Une fois cela reconnu et accepté,
il en résulte clairement que c'est un devoir de justice de respecter
la majesté des princes, d'être soumis avec une constante fidélité
à la puissance politique, d'éviter les séditions et
d'observer religieusement la constitution de l'État. - Pareillement,
dans cette série des devoirs se placent la charité mutuelle,
la bonté, la libéralité. L'homme, qui est à
la fois citoyen et chrétien, n'est plus déchiré en
deux par des obligations contradictoires. Enfin, les biens considérables
dont la religion chrétienne enrichit spontanément même
la vie terrestre des individus sont acquis à la communauté
et à la société civile : d'où ressort l'évidence
de ces paroles : " Le sort de l'État dépend du culte que
l'on rend à Dieu ; et il y a entre l'un et l'autre de nombreux liens
de parenté et d'étroite amitié." (18).
18. Sacr. Imp. ad Cyrillum Alexand.
et Episcopos metrop. - Cfr. Labbeum, Collect. Conc. T. III.

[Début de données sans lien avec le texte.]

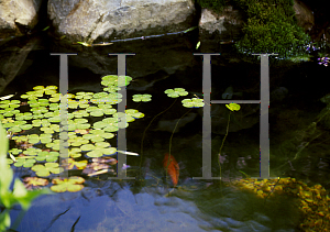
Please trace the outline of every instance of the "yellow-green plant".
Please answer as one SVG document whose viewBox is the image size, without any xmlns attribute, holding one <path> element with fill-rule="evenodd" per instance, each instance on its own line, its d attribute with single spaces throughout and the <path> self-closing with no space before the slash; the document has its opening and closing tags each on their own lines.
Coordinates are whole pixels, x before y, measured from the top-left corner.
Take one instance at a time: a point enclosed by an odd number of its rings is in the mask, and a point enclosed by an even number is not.
<svg viewBox="0 0 330 232">
<path fill-rule="evenodd" d="M 9 142 L 6 130 L 0 123 L 0 208 L 3 209 L 0 214 L 0 231 L 4 231 L 10 228 L 11 220 L 9 211 L 14 205 L 20 203 L 23 210 L 18 217 L 13 229 L 19 224 L 34 198 L 43 194 L 51 194 L 51 191 L 46 188 L 42 190 L 28 191 L 21 180 L 13 179 L 13 172 L 7 163 L 8 145 Z M 11 190 L 10 185 L 13 180 L 13 190 Z"/>
<path fill-rule="evenodd" d="M 239 111 L 241 109 L 241 106 L 240 104 L 237 104 L 237 103 L 230 103 L 230 104 L 226 104 L 226 107 L 231 111 Z M 220 146 L 220 151 L 219 151 L 219 158 L 218 158 L 218 164 L 219 164 L 219 167 L 220 167 L 220 178 L 221 178 L 221 164 L 220 164 L 220 156 L 221 156 L 221 151 L 222 151 L 222 147 L 223 147 L 223 144 L 224 144 L 224 140 L 228 135 L 228 131 L 229 131 L 229 122 L 230 122 L 230 114 L 231 112 L 229 113 L 229 117 L 228 117 L 228 124 L 227 124 L 227 131 L 226 131 L 226 135 L 222 140 L 222 144 Z"/>
</svg>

En plusieurs passages, saint Augustin
a admirablement relevé, selon sa coutume, la valeur de ces biens,
surtout quand il interpelle l'Église catholique en ces termes :
" Tu conduis et instruis les enfants avec tendresse, les jeunes gens avec
force, les vieillards avec calme, comme le comporte l'âge non seulement
du corps mais encore de l'âme. Tu soumets les femmes à leurs
maris par une chaste et fidèle obéissance, non pour assouvir
la passion mais pour propager l'espèce et constituer la société
de la famille. Tu donnes autorité aux maris sur leurs femmes, non
pour se jouer de la faiblesse du sexe, mais pour suivre les lois d'un sincère
amour. Tu subordonnes les enfants aux parents par une sorte de libre servitude,
et tu préposes les parents aux enfants par une sorte de tendre autorité.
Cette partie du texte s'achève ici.